The report also highlighted weaknesses in using estimates for cost and schedule targets, and said government often likes to announce the cost and schedule of a programme early on. However, the NAO said that estimates at the concept stage of a project will often be based on “high-level” information and lacks details, meaning that assumptions have to be made, and costs and scheduling targets will likely change as the project goes on.
“In many programmes we have reviewed, governments have not sufficiently recognised the inherent uncertainties and risks in early estimates, and have used them to set budgets and a completion date. We then see situations where forecast cost and schedules exceed early estimates as these uncertainties and risks crystallise,” the report said.
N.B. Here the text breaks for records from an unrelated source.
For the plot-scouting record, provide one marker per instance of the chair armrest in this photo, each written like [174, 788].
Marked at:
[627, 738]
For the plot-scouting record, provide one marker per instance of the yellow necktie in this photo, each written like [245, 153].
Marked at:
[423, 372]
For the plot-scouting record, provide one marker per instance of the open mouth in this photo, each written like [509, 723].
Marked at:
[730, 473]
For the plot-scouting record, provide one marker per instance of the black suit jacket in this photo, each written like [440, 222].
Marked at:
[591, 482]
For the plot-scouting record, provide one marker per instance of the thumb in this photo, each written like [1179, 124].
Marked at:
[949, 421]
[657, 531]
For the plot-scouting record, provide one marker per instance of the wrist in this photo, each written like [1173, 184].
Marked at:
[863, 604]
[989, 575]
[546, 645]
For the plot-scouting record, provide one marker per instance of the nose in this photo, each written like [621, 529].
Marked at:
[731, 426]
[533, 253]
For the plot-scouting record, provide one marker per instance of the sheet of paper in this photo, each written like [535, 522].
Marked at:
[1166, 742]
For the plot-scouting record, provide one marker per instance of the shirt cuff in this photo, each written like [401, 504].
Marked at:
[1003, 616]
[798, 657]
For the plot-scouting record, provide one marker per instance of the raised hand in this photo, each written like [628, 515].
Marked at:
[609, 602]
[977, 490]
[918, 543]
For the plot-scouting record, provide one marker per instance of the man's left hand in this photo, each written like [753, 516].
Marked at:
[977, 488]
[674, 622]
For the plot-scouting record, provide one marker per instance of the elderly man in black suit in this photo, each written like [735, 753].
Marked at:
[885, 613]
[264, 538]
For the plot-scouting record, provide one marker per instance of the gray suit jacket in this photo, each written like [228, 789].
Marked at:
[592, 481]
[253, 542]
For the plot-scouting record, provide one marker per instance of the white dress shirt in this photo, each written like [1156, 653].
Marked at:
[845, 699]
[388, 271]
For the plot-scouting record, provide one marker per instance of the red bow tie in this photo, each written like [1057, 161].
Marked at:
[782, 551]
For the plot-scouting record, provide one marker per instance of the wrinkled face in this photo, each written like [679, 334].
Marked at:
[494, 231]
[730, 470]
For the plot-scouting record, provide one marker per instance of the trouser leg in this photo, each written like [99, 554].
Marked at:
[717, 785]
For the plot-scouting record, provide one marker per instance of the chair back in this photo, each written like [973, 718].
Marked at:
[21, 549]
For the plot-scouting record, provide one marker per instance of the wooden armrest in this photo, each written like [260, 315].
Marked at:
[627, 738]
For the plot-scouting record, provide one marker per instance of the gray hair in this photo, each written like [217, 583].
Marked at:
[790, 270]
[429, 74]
It added that it has seen “certain behaviours indicating that a programme’s schedule and deadline are becoming increasingly unrealistic”. These include persistent replanning of the timeline to meet the deadline, “often accompanied by ever more ambitious assumptions and proposals to reach it”, as well as cutting the time set for operations and systems testing at the end of the programme, and changing the scope and/or benefits from the programme.
Clarity is key
The report also highlighted cases where it is often not clear who is accountable for integrating various elements of a programme.
“Delivery bodies often expect that integration will emerge from collaboration between delivery partners (be they from other parts of government or industry) but, in practice, collaboration is weakly incentivised. Even when a body identifies a programme partner as being responsible for integrating elements of the programme,” it said.
This was the case with the Ministry of Justice’s (MoJ) electronic monitoring programme. The aim of the programme was to transform and expand the monitoring service, reduce annual costs by 9% to 30%, and “provide wider operational benefits” by developing a world-leading ankle tag combining both radio frequency (RF) transmission and GPS technology. The project, which began in 2011, was due to deploy new electronic tags in November 2013, but by July 2017, when the NAO published a report saying it had failed to achieve value for money, the tags had yet to be deployed.
The NAO said the MoJ was responsible for integrating the different elements of the programme into its contract with Capita, and the ministry saw Capita’s role as taking on some of the risk “that would traditionally fall to a prime contractor and managing the other three suppliers proactively”.
“However, Capita was contractually not responsible for the work and performance of the other suppliers, and considered it lacked leverage to perform the integrator role,” the report said.
It added that government bodies need to “clearly define who is responsible for integration, and ensure that they have the appropriate authority and levers to coordinate other elements of the programme”.